Like many Americans I have ambivalent feelings about certain vegetables. Broccoli reminds me of some individuals I probably would not want to see again, spinach is associated with supercilious waiters at a place famous for its beef, and kale brings a popular meme to mind involving coconut oil and scraping the resultant mess into the garbage. Corn on the cob is kind of boring, and carrots are rather institutional. What this indicates is not only that I am peculiar, but many (most) Americans can't cook.

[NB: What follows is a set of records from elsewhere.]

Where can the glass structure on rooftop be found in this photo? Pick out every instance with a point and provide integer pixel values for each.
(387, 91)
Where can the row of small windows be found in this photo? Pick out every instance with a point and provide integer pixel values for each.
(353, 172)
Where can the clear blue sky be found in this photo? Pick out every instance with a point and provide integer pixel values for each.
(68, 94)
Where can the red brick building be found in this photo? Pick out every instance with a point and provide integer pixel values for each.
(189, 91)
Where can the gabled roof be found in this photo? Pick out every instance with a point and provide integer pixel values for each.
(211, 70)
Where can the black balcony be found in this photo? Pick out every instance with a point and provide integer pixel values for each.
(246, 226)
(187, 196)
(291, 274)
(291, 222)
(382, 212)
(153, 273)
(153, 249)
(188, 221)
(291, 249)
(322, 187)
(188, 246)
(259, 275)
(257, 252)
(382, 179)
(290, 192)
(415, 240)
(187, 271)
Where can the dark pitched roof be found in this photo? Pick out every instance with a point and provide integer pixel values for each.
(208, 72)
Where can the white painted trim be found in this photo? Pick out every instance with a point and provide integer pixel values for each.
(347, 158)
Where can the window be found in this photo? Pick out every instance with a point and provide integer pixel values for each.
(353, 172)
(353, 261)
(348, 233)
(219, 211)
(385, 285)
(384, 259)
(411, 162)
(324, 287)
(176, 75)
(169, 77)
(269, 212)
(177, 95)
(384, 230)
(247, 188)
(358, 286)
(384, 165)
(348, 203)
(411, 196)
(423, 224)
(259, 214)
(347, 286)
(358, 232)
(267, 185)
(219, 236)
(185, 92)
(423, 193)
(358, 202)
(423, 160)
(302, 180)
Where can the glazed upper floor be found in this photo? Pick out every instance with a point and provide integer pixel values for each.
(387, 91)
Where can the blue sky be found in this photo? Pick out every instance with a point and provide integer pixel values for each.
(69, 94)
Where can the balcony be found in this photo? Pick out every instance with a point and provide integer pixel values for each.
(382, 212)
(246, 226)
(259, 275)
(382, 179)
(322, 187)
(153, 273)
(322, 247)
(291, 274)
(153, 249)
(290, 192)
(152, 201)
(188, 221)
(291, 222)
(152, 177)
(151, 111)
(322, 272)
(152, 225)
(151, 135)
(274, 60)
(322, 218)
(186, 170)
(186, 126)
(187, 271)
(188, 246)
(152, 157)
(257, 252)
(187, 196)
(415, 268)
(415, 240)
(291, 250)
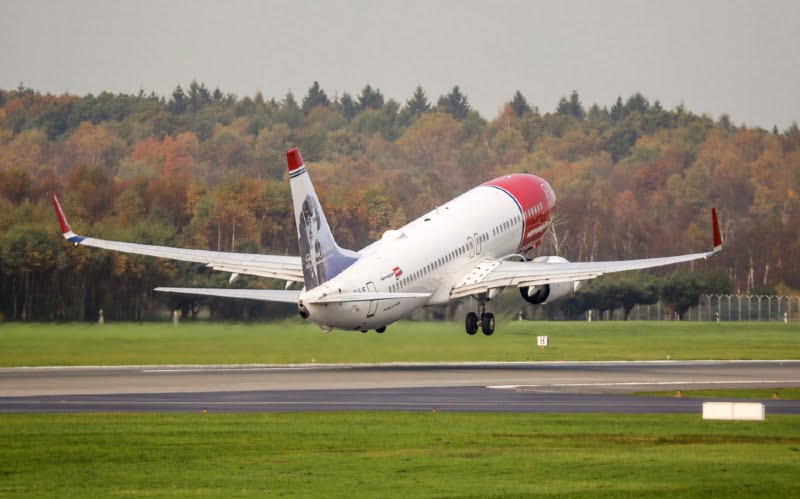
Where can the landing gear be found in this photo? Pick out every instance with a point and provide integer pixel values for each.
(486, 321)
(471, 323)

Broccoli and cheese sauce. Really?
There's a sweetness to the stems of brocolli that cheese destroys. But that's your solution to so many things, isn't it? Just add that horrible American excuse for cheese to everything.
Make it all taste like a greasy vegetarian cheeseburger.

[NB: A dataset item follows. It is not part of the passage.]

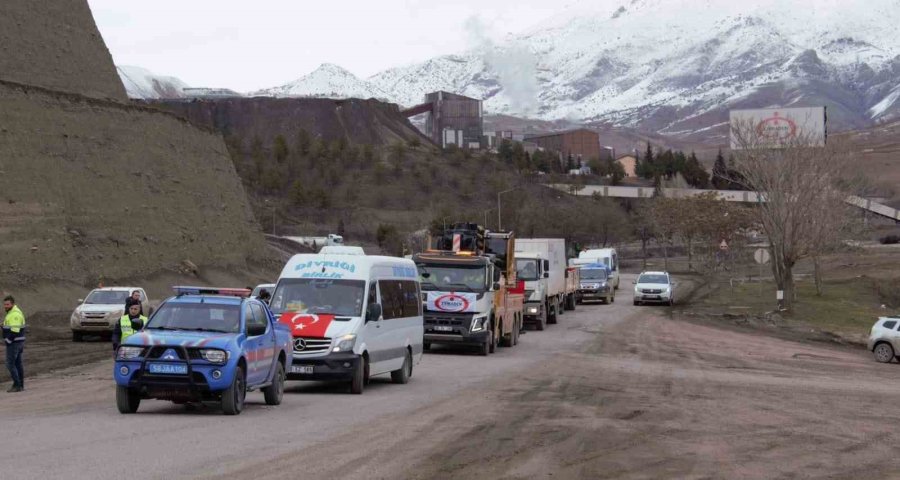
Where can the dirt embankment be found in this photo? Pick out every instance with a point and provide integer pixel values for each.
(56, 45)
(357, 121)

Or osterize it and make a cream soup.
Kale is actually extremely tasty sautéed with garlic, chopped fatty pork, chili paste, and shrimp sauce. Actually, any vegetable benefits from that treatment. Add a splash of sherry and some stock before it browns, and simmer a little longer.
Even cauliflower. What you lot have been doing to cauliflower is criminal.
No wonder it wants to take you out back and beat your ass.
Unsurprisingly very many people are concerned with losing weight. What this country needs, clearly, is a cheese-flavoured diet aid, perhaps a water soluble powder, that can be made into shakes, added to cereal, or spooned into soup. Cheese, a touch of mushroom, bacon, smoked paprika and cayenne (not much, just enough so it's cheeto strength).
Plus fibre, extra protein, taurine, caffeine, and vitamin B6.
Also in ranch and Italian flavours.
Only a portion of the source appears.